The deflector (1) according to claim 1, wherein the cross-sectional profile of the first deflector (11) and/or the cross-sectional profile of the second deflector (12) has a radius of The arc shape of r, the diameter of the outlet (1b) of the first guide portion (11) is D, and the relationship between r and D is 10<D/2r≤16.67; or, the first guide portion The cross-sectional profile line of (11) and/or the cross-sectional profile line of the second guide portion (12) is an elliptical arc with a first axis length of 2a and a second axis length of b. The second axis is one and the other of the long axis and the short axis, respectively, and the relationship between a and b is 0.15≤a/b≤2.
The deflector (1) according to claim 3, wherein the relationship between a and b is 0.15≤a/b≤0.95 or 1.05≤a/b≤2.
The deflector (1) according to claim 1, wherein the cross-sectional profile of the first deflector (11) and the cross-sectional profile of the second deflector (12) are relative to the reference line (1c). ) Symmetrical or asymmetrical, the reference line (1c) is a straight line passing through the connection of the first guide portion (11) and the second guide portion (12) and parallel to the axis (1d) .

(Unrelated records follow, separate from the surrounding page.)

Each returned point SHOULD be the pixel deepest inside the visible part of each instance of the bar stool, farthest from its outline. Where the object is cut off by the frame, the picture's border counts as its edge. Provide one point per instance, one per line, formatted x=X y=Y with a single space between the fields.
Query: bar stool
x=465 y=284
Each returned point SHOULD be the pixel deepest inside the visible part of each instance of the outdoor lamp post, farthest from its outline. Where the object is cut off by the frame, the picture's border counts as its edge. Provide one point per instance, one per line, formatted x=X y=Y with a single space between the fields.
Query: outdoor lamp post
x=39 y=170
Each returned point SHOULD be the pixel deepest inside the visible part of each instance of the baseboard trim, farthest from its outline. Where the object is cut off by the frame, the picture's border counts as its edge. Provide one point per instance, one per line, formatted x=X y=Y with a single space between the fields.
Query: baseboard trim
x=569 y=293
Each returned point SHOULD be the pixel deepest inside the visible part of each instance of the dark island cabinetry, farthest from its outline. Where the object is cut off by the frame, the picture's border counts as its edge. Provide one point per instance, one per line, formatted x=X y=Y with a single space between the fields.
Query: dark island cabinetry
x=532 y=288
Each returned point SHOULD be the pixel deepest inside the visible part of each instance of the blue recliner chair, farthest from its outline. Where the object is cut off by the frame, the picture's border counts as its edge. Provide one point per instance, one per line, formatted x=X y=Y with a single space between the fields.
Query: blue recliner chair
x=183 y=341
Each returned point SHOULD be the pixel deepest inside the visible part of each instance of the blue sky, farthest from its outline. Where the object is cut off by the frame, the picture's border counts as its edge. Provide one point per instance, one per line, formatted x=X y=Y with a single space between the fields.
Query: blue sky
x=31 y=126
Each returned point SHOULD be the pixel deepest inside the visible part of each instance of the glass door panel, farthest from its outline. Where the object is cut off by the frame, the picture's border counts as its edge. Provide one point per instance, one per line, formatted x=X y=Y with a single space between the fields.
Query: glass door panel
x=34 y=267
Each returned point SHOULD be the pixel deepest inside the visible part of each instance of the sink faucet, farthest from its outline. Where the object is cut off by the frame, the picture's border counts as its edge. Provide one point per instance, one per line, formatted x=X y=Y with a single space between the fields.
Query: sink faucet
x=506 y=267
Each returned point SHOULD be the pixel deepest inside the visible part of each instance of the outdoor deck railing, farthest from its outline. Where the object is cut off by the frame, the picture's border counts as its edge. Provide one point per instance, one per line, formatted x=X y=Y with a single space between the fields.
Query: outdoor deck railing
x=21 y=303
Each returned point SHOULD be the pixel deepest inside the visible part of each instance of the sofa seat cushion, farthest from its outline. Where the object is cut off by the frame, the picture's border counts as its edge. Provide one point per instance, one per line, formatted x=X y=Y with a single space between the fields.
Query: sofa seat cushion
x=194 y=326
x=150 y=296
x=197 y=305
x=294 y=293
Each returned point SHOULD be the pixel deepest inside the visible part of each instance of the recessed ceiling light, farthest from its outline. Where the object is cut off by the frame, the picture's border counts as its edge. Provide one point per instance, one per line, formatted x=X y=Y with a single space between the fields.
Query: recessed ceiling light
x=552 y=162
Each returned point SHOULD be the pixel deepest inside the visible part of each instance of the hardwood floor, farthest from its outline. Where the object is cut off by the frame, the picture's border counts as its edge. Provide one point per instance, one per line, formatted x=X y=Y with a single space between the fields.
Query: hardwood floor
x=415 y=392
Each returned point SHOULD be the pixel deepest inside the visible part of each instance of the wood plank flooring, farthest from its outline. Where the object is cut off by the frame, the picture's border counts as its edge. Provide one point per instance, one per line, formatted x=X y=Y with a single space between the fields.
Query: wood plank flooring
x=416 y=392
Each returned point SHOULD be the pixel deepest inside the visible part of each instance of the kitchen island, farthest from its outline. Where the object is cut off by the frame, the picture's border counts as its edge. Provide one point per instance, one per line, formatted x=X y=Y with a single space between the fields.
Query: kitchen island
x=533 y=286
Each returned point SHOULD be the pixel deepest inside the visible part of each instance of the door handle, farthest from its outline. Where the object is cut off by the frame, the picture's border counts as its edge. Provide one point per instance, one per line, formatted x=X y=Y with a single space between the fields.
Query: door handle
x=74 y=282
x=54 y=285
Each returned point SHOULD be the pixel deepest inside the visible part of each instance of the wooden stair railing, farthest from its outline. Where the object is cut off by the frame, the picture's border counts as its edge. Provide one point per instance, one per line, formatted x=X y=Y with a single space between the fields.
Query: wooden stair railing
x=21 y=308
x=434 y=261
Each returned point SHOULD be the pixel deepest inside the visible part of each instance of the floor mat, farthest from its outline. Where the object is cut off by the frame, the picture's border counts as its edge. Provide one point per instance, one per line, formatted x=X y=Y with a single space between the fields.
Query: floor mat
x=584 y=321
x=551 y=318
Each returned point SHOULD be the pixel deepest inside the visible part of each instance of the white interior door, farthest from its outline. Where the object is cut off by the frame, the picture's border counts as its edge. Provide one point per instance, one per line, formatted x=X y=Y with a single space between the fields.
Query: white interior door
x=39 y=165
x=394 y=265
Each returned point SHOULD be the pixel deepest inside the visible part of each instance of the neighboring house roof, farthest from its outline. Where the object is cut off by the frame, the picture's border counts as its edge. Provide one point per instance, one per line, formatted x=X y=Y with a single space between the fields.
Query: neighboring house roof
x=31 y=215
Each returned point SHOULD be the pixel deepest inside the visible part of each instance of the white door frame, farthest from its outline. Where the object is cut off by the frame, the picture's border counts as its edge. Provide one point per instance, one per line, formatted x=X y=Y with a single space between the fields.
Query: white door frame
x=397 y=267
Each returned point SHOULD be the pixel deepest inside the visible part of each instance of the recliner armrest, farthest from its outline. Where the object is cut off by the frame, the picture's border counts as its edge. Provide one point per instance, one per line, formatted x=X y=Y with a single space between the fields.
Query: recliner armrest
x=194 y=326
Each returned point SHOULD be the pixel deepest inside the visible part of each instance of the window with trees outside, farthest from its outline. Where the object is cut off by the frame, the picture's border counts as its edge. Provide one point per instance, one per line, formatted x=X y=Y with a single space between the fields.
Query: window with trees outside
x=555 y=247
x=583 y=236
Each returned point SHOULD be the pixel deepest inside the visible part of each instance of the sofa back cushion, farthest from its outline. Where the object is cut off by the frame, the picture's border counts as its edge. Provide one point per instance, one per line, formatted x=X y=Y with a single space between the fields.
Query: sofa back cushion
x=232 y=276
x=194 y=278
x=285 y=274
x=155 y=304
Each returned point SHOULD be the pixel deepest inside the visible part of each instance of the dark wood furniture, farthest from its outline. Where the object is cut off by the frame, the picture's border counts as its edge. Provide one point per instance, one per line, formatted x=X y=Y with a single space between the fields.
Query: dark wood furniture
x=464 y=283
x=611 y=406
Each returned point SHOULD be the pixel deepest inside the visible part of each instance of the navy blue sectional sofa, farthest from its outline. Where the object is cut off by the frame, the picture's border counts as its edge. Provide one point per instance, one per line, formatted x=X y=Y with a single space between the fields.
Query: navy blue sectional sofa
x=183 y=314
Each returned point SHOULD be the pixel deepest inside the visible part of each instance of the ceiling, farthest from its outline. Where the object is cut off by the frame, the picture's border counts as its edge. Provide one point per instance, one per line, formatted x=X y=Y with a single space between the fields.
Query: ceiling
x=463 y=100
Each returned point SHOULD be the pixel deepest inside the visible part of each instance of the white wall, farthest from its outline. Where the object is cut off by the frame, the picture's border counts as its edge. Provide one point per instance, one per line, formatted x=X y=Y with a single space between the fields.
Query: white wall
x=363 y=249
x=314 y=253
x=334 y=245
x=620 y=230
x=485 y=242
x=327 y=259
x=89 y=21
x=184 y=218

The deflector (1) according to any one of claims 1-5, wherein the cross-sectional profile of the flanging portion (1e) is in the shape of a circular arc, an elliptical arc, a parabola or a saddle shape.
The deflector (1) according to claim 6, wherein the cross-sectional profile of the flanging portion (1e) is in the shape of a circular arc, and the arc length of the flanging portion (1e) is greater than or equal to the same radius 0.25 times the circumference and less than or equal to 0.5 times the full circumference of the same radius; or, the cross-sectional profile of the flanging portion (1e) is an elliptical arc, and the arc length of the flanging portion (1e) is greater than Or equal to 0.25 times the circumference of the same size ellipse, and less than or equal to 0.5 times the circumference of the same size ellipse.
A fan assembly, comprising a fan (2), and further comprising the deflector (1) according to any one of claims 1-7, the deflector (1) is arranged at the inlet of the fan (2) tuyere.
The fan assembly according to claim 8, wherein the outlet (1b) of the first guide portion (11) is inserted into the air inlet of the fan (2); or, the first guide portion (11) The outlet (1b) of the fan is connected to the air inlet of the fan (2).
The fan assembly according to claim 8, wherein the fan (2) is a mixed flow fan, an axial flow fan or a centrifugal fan.
The fan assembly according to claim 10, wherein the fan (2) is a mixed flow fan, wherein the fan (2) includes 6-20 moving blades; and/or, the fan (2) includes 6 -25 stationary blades.
The fan assembly according to claim 11, wherein the fan (2) includes 15 stationary blades.
An electrical appliance comprising the fan assembly according to any one of claims 8-12.
The electrical appliance according to claim 13, wherein the electrical appliance is an air conditioner or a range hood.